Según se informa, Meta se está preparando para capturar el comportamiento de los empleados en EE. UU. —incluidos los movimientos del ratón, los clics, las pulsaciones de teclas y las capturas de pantalla— para ayudar a entrenar sus sistemas de IA a navegar por el software de la misma forma que lo hacen los humanos.

Bautizado como Iniciativa de Capacidad del Modelo (MCI), según Reuters(ventana nueva), el programa forma parte del impulso más amplio de Meta para crear agentes de IA que puedan realizar de forma autónoma tareas basadas en el ordenador, desde navegar por menús desplegables hasta usar atajos de teclado.

Meta afirmó que protegerá la información confidencial, pero no aclaró qué datos se consideran material confidencial, cómo funcionaría esa protección ni si se aplicaría a la información de terceras partes que los empleados puedan gestionar en el trabajo.

La medida se produce mientras Meta se prepara para recortar el 10 % de su plantilla a partir del 20 de mayo, y se informa de que se esperan más despidos a finales de este año.

La nueva fiebre del oro de la IA son los datos de comportamiento

Las empresas de IA ya han consumido enormes cantidades de datos públicos de Internet, y el MCI de Meta es un ejemplo de cómo estas empresas profundizan en su búsqueda del último material de entrenamiento para la IA: datos de comportamiento(ventana nueva).

Los datos de comportamiento se refieren a los rastros digitales que las personas dejan al moverse por los sistemas: los clics, las pulsaciones de teclas, las pausas, las correcciones, los atajos y los patrones de navegación que muestran cómo se realiza realmente una tarea. Son valiosos para las empresas porque capturan no solo el resultado del trabajo, sino el proceso que hay detrás, algo que a los sistemas de IA actuales les cuesta procesar y replicar.

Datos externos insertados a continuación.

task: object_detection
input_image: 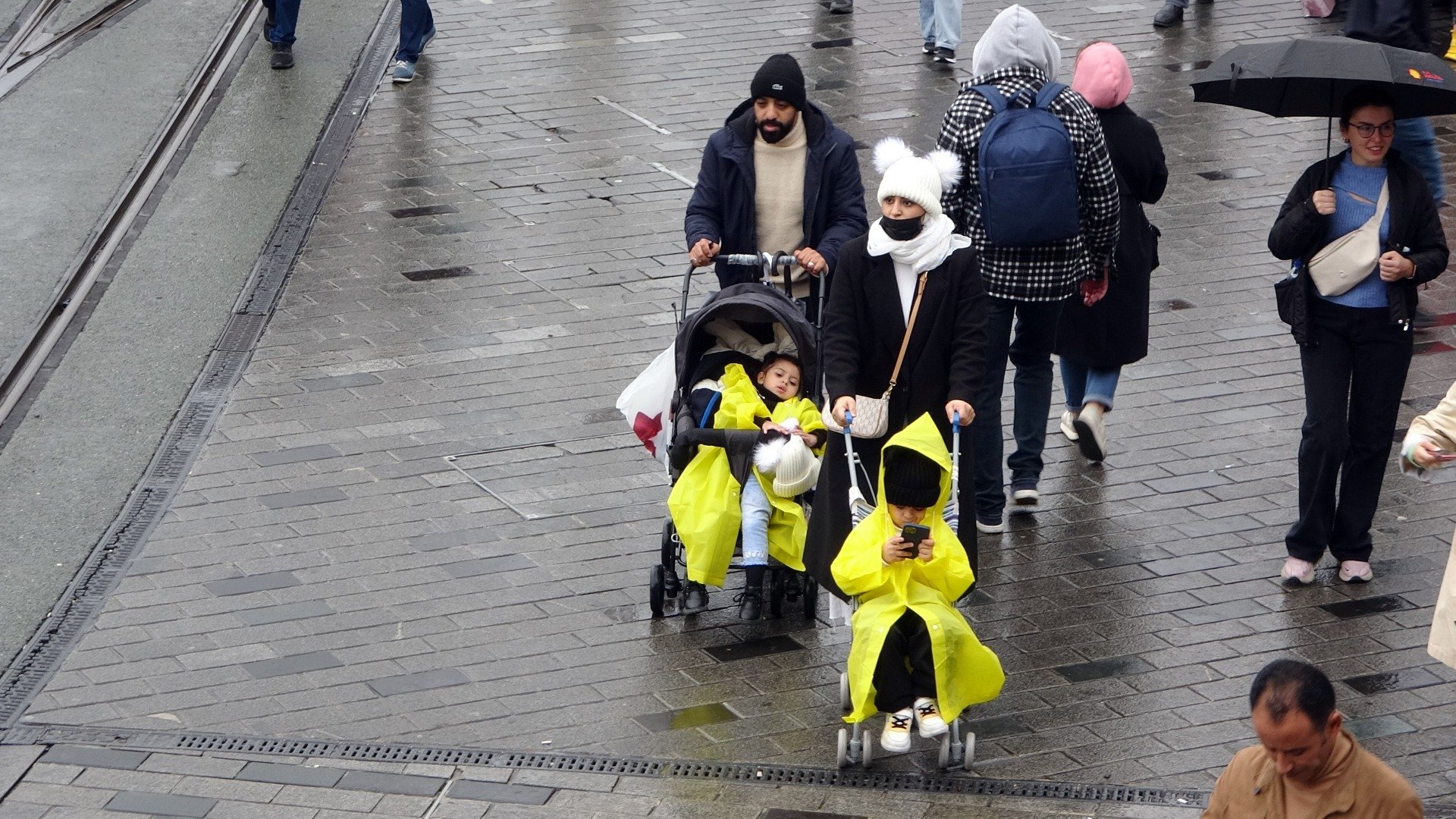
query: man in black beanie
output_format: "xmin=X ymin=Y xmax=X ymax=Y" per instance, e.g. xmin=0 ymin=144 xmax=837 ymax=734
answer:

Microsoft Recall sigue la misma lógica al hacer capturas de lo que una persona hace en su ordenador, y Microsoft lo presenta como una forma de software de seguimiento de la productividad, no como un proceso de entrenamiento de IA. Pero sigue demostrando lo cómodas que se sienten las Big Tech convirtiendo rastros de comportamiento muy detallados en algo que los sistemas pueden registrar y de lo que pueden aprender. En entornos laborales, las funciones presentadas como opcionales pueden ser difíciles de rechazar cuando los empleadores controlan la política de la empresa y manejan las dinámicas de poder en torno al consentimiento.

En el caso de Meta, el MCI parece otra pieza clave en un impulso más amplio para capturar formas de datos personales más íntimas y reveladoras. La compañía ya está utilizando todas las interacciones de Meta AI en Facebook, Instagram, WhatsApp y el resto de su ecosistema para mejorar productos, entrenar IA y mostrar anuncios segmentados en lugares que no tienen protecciones de privacidad sólidas como el GDPR.

Rastrear a los empleados puede empeorar el trabajo

Otro problema de que Meta rastree a los empleados para el entrenamiento de IA es que puede empeorar el trabajo(ventana nueva). Al igual que el software de seguimiento de clics, trata las pulsaciones de teclas y los movimientos del ratón como señales significativas. Pero incluso con una IA más avanzada, estas siguen siendo un mal indicador del rendimiento real, especialmente en el trabajo intelectual, donde el pensamiento crítico, la planificación, la conexión de ideas entre distintas funciones y la resolución de problemas suelen ser invisibles desde fuera.

Una vez que los trabajadores saben que se están capturando esas señales —especialmente si sospechan que algún día podrían ser reemplazados por los agentes de IA que están ayudando a perfeccionar— se crea un incentivo perverso para optimizar el hecho de parecer ocupados, o incluso para distorsionar deliberadamente su comportamiento en lugar de realizar un trabajo significativo. La vigilancia y la desconfianza se convierten en la norma del lugar de trabajo.

Una infraestructura que prioriza la privacidad es importante

Las plataformas diseñadas en torno a la extracción hacen que cada interacción empiece a parecer datos que esperan ser monetizados, optimizados o reintroducidos en otro sistema. Cuando la IA está involucrada, ese sistema puede usarse para estudiarte, imitarte y, finalmente, desplazarte.

Los servicios que priorizan la privacidad son importantes porque cuantos menos datos pueda acceder una empresa, menos margen tiene para este tipo de extralimitación de funciones. Protecciones sólidas como el cifrado de extremo a extremo ayudan a limitar lo que una plataforma puede ver en primer lugar, mientras que el código de código abierto aporta transparencia al permitir el escrutinio independiente de cómo funcionan realmente esos sistemas. Juntos, ayudan a proteger la confianza tanto de los empleados como de los clientes.